DOĞRULUKLA YÜCEL

2024-01-10

DOĞRULUKLA YÜCEL
Yıllar önce beğenip ezberlediğim, Mevlana Celalettin’i Rumi’nin yalan ve doğruluk konusunu işleyen bir şiirini dilerseniz birlikte mısra, mısra okuyup düşünelim.
Doğru olsam ok gibi, yabana atarlar beni Eğri olsam yay gibi, elde tutarlar beni. Ne doğruda aç gördüm, ne eğride tok Eğri yay elde kalır, menzil alır doğru ok.

1.Mısra "Doğru olsam ok gibi yabana atarlar beni"
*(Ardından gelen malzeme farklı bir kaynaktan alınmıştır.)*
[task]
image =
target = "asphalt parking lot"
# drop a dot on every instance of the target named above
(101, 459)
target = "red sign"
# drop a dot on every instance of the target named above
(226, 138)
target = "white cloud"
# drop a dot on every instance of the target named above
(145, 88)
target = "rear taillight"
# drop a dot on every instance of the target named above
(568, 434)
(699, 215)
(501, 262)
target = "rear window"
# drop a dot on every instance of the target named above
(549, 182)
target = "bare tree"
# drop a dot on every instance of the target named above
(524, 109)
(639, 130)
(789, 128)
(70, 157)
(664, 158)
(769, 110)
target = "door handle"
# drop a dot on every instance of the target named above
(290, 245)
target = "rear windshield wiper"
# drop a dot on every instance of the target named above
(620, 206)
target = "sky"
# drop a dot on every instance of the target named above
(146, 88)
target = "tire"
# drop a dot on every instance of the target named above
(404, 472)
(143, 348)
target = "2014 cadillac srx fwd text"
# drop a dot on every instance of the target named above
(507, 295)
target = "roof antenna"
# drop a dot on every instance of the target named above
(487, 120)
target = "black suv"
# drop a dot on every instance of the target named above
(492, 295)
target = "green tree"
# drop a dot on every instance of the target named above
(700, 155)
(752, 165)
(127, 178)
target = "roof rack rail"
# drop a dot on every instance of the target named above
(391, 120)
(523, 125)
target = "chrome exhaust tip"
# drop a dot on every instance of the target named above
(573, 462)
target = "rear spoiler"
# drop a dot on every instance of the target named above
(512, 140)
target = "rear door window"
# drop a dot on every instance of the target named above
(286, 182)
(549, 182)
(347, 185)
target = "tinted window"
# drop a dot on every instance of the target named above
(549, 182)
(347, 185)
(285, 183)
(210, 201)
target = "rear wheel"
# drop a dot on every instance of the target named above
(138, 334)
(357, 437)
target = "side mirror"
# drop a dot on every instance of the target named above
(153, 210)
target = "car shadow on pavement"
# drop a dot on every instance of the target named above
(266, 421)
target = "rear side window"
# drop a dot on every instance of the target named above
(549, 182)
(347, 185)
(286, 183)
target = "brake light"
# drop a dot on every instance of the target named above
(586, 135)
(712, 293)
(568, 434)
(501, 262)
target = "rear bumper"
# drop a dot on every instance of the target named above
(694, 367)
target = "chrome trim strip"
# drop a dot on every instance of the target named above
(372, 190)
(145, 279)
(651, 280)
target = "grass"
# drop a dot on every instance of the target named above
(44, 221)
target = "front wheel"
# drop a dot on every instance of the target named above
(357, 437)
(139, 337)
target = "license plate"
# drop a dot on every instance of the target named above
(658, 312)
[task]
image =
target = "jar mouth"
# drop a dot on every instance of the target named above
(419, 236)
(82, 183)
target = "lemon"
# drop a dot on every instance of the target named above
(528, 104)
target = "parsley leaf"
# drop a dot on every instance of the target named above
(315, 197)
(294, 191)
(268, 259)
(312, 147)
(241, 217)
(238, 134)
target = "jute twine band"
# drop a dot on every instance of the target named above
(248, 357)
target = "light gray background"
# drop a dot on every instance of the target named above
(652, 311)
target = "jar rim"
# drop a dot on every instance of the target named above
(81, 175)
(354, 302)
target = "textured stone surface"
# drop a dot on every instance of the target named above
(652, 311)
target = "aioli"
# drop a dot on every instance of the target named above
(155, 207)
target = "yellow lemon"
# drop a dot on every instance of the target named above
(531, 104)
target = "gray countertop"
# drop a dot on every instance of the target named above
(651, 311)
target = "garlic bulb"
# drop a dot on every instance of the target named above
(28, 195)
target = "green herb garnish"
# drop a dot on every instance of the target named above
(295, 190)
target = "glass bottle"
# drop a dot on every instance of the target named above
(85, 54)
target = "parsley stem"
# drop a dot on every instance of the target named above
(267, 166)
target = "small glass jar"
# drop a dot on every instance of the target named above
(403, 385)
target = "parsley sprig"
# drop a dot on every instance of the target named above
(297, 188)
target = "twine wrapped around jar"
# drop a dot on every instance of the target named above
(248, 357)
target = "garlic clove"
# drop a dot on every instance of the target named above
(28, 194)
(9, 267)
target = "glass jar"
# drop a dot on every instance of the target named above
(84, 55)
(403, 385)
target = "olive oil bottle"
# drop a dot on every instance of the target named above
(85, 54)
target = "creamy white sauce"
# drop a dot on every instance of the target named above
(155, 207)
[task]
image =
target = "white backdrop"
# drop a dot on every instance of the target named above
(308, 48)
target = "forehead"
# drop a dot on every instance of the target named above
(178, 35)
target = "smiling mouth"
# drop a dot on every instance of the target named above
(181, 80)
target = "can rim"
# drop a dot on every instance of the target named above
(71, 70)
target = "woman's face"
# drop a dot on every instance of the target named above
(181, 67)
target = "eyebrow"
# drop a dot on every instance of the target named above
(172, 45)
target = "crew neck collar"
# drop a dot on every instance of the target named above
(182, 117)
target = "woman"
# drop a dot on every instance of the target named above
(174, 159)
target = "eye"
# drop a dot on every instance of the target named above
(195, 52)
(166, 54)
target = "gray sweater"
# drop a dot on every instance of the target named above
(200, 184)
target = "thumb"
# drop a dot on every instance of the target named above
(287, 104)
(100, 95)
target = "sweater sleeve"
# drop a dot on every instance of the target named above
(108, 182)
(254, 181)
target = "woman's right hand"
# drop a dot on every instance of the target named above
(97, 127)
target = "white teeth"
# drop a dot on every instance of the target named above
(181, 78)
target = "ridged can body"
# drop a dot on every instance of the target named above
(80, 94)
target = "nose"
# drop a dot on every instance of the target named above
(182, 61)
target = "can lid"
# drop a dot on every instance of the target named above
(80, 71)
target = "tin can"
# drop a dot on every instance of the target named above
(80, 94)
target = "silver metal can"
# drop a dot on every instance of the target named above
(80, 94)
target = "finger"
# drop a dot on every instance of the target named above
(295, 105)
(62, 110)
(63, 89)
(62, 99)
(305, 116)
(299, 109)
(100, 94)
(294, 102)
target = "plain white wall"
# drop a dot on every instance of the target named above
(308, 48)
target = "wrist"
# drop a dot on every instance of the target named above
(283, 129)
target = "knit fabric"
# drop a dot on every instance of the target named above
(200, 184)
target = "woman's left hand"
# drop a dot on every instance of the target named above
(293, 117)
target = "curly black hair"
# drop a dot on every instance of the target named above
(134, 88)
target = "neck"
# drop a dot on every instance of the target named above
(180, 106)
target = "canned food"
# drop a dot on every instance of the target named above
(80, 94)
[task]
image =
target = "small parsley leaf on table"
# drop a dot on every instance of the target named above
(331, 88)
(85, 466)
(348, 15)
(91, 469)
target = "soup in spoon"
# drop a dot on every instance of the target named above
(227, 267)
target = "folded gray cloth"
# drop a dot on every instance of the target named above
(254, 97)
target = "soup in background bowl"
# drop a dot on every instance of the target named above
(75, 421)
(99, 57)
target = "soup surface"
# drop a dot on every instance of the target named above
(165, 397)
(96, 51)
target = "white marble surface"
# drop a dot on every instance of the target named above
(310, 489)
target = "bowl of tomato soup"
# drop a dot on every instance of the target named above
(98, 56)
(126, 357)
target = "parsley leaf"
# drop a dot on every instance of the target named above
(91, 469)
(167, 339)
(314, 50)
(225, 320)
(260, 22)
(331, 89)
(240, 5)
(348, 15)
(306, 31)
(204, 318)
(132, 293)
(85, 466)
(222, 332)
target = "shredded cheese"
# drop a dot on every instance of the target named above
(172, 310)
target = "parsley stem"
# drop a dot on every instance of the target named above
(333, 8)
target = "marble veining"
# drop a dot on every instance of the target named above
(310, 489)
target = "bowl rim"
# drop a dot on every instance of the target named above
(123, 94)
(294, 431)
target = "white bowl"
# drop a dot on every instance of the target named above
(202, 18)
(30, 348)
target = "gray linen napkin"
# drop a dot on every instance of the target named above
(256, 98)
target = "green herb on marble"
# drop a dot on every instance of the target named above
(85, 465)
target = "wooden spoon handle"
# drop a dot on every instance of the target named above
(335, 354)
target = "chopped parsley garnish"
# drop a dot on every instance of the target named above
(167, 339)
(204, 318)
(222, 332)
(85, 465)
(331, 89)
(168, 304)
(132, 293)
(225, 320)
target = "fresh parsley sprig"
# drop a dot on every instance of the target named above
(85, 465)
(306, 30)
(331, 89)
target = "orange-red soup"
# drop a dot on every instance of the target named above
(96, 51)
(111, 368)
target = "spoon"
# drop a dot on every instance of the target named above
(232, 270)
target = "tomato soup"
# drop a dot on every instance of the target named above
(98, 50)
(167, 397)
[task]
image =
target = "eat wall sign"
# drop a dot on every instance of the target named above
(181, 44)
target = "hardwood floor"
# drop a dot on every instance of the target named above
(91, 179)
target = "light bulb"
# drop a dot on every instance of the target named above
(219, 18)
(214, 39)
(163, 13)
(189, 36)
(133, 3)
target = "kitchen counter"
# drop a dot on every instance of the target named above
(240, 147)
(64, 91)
Nice gerçeği savunan ispat eden insanı diğer insanlar anlamadığı için onu öldürmek istemişlerdir.” Güneş balçıkla sıvanmaz” Örneğin bilimsel çalışmalarını ortaya koyan Sokrates,Pisagor, Bruno, Miguel, Roger’ın Çalışmaları sonradan kabul edilse de bir çok olumsuzluklarla itham edilerek öldürülmüşlerdi. İbni sina, nice eziyet görmüş, Galileo gibi bir çok bilim adamı da bilgilerini saklamak zorunda kalmışlar, yazdığı bilimsel gerçekler, ölümlerinden sonra meydana çıkarılmıştır.
Zamanında Allah’ın kitabı’nı, hak ve hakikati anlatan sevgili peygamberimizi de, savaşarak, zehirleyerek öldürmek istemişler, lakin Allah’ın izni ile ölümden korunabilmiştir.
Sınırsız özgürlük yerine, başkalarının sınırını aşmayan özgürlük ve hazmedilmeyecek eleştirici yerine, yapıcı eleştiri toplumu ileriye huzura götürecektir. Ama aklın yerini cahillik, hoş görünün yerini zorbalık, liyakatin yerini yetersizlik aldığı, akıl, ilim ve bilimin gelişmediği toplumlarda, insan haklarından bahsedilemez. İlk etapta liderler, yöneticiler ve mahkemeler adalet sahibi olmalı dır .
“Doğru yolda giden kaplumbağa, eğri yola giden yarış atını geçer”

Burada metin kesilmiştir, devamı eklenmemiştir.